Maltrattamenti in famiglia: il ritardo della denuncia non esclude di per sé la attendibilità delle accuse

La Corte di Cassazione illustra le ragioni che possono indurre la vittima a denunciare anche dopo molti anni la violenza domestica.
Martedi 17 Novembre 2015

É di qualche giorno fa la notizia di una decisione del Tribunale di Genova, che in un giudizio di separazione personale di due coniugi, ha negato alla moglie, che chiedeva dopo 24 anni di matrimonio - nel corso del quale aveva subito violenze e maltrattamenti - la separazione con addebito, sia un indennizzo sia l'assegno di mantenimento, con la motivazione che ventiquattro anni erano tanti, troppi per ribellarsi: ciò significava, per i giudici di Genova, aver subito, tollerato, avallato di fatto simili condotte.

Al di là delle polemiche (anche in Parlamento) e delle forti perplessità che ha suscitato tale decisione, si segnala la  della VI Sezione Penale della Corte di Cassazione, che, naturalmente in altro ambito, si è pronunciata anche in merito alle ragioni che possono esserci alla base del “ritardo” con cui, a volte, vengono denunciati i maltrattamenti e quindi alla sua rilevanza.
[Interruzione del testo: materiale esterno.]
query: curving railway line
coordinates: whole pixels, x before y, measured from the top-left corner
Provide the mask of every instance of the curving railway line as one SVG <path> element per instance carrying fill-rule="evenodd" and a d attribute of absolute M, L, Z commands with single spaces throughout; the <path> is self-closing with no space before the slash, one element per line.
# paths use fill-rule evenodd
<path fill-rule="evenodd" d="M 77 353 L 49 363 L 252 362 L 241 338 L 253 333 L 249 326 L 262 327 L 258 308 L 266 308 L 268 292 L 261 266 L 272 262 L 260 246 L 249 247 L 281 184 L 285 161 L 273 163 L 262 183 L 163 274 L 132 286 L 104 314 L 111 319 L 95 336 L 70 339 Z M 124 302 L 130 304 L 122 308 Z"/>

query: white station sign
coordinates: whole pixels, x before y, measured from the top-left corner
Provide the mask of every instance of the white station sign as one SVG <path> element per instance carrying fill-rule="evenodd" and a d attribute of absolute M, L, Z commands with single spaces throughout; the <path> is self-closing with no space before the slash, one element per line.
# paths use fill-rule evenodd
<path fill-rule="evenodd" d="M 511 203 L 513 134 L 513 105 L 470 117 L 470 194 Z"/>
Nal caso in esame, una donna, dopo un certo numero di anni, decide di denunciare per maltrattamenti il marito; il Tribunale assolve il marito dal delitto ex art. 576 c.p.p., mentre il giudice di appello, su ricorso della sola parte civile, in riforma della sentenza di primo grado e in punto di sola responsabilità civile, condanna l'imputato al risarcimento dei danni e alle rifusione delle spese.

Secondo i giudici di appello, in particolare, il ritardo con il quale la vittima si era determinata a denunciare i fatti “si poteva spiegare in ragione dell'intreccio di sentimenti contrastanti di affetto e di paura nonché della situazione di dipendenza psicologica ed economica che sovente connota i rapporti familiari”.
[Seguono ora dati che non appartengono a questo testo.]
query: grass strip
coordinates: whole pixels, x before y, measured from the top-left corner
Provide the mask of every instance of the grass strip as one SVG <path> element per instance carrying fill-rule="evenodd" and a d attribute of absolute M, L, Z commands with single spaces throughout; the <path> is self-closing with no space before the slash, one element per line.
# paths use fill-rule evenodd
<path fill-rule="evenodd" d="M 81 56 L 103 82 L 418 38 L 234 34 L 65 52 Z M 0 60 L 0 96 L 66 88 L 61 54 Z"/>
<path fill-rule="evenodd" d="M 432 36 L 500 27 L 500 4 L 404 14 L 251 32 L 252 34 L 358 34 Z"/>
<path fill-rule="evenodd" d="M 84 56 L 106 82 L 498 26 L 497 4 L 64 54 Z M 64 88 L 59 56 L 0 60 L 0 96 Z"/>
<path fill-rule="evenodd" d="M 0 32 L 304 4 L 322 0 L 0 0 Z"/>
Il marito propone ricorso per cassazione, che viene rigettato dalla Suprema Corte, che afferma che la sentenza di appello correttamente ha deciso che i comportamenti posti in essere dal ricorrente debbano sussumersi nella fattispecie dei maltrattamenti in famiglia.

E in punto di “tardività” della denuncia della persona offesa, la Suprema Corte afferma che “risponde ad una condivisibile massima d'esperienza che le persone offese di reati commessi in ambito familiare siano spesso restie a rendere pubbliche le loro tristi vicende, e ciò in considerazione dell'intrecciarsi di sentimenti contrastanti, di affetto, di paura e/o risentimento, che spesso connotano le relazioni fra congiunti o di situazioni di dipendenza psicologica ed economica, che possono costituire un freno alla denuncia di maltrattamenti subiti.

Non è quindi inconsueto riscontrare nella prassi, sopratutto in contesti familiari consolidati o comunque connotati da legami sentimentali intensi, quella situazione emotiva – che la psicologia qualifica in termini di dipendenza affettiva – che induce una persona a ritenere che il proprio benessere dipenda da un'altra e che la induce ad accettare qualunque compromesso, piegandosi alla volontà dell'altro fino ad annullare la propria dignità....

Prosegue la Corte “..La resistenza a formalizzare una denuncia nei confronti del soggetto maltrattante può dipendere dal timore di compiere scelte tali da provocare la dissoluzione dell'unità familiare e arrecare pregiudizio di natura economica o scompensi affettivi ai figli” piuttosto che dalla paura di subire gravi reazioni aggressive da chi è aduso a violenza.

Tali situazioni, conclude la Suprema Corte, non rendono di per sé inaffidabile la narrazione delle violenze subite dal partner e la perdurante tolleranza deve essere valutata al pari di tutte le altre circostanze concrete.